Temperature Dependence of the Spin Resistivity in Ferromagnetic Thin Films

TL;DR

This paper investigates how temperature affects spin resistivity in ferromagnetic thin films through Monte Carlo simulations and a Boltzmann equation-based theory, analyzing effects of film properties and magnetic domains near phase transition.

Contribution

It combines extensive Monte Carlo simulations with a Boltzmann equation approach to explain the temperature dependence of spin resistivity in ferromagnetic films, including effects of impurities and surface interactions.

Findings

Resistivity peaks near the magnetic phase transition due to magnetic domains.

Film thickness and impurities significantly influence resistivity behavior.

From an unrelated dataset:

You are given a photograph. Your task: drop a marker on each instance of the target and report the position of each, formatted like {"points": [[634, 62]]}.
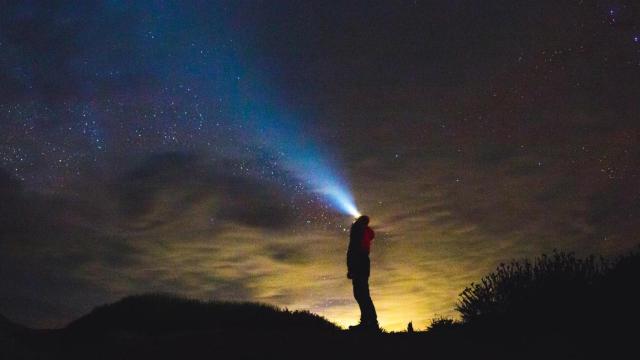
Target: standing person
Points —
{"points": [[358, 267]]}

Theoretical results agree well with Monte Carlo simulations and experimental discussions.

Abstract

The magnetic phase transition is experimentally known to give rise to an anomalous temperature-dependence of the electron resistivity in ferromagnetic crystals. Phenomenological theories based on the interaction between itinerant electron spins and lattice spins have been suggested to explain these observations. In this paper, we show by extensive Monte Carlo (MC) simulation the behavior of the resistivity of the spin current calculated as a function of temperature ($T$) from low-$T$ ordered phase to high-$T$ paramagnetic phase in a ferromagnetic film. We analyze in particular effects of film thickness, surface interactions and different kinds of impurities on the spin resistivity across the critical region. The origin of the resistivity peak near the phase transition is shown to stem from the existence of magnetic domains in the critical region. We also formulate in this paper a theory based on the Boltzmann's equation in the relaxation-time approximation. This equation can be solved using numerical data obtained by our simulations. We show that our theory is in a good agreement with our MC results. Comparison with experiments is discussed.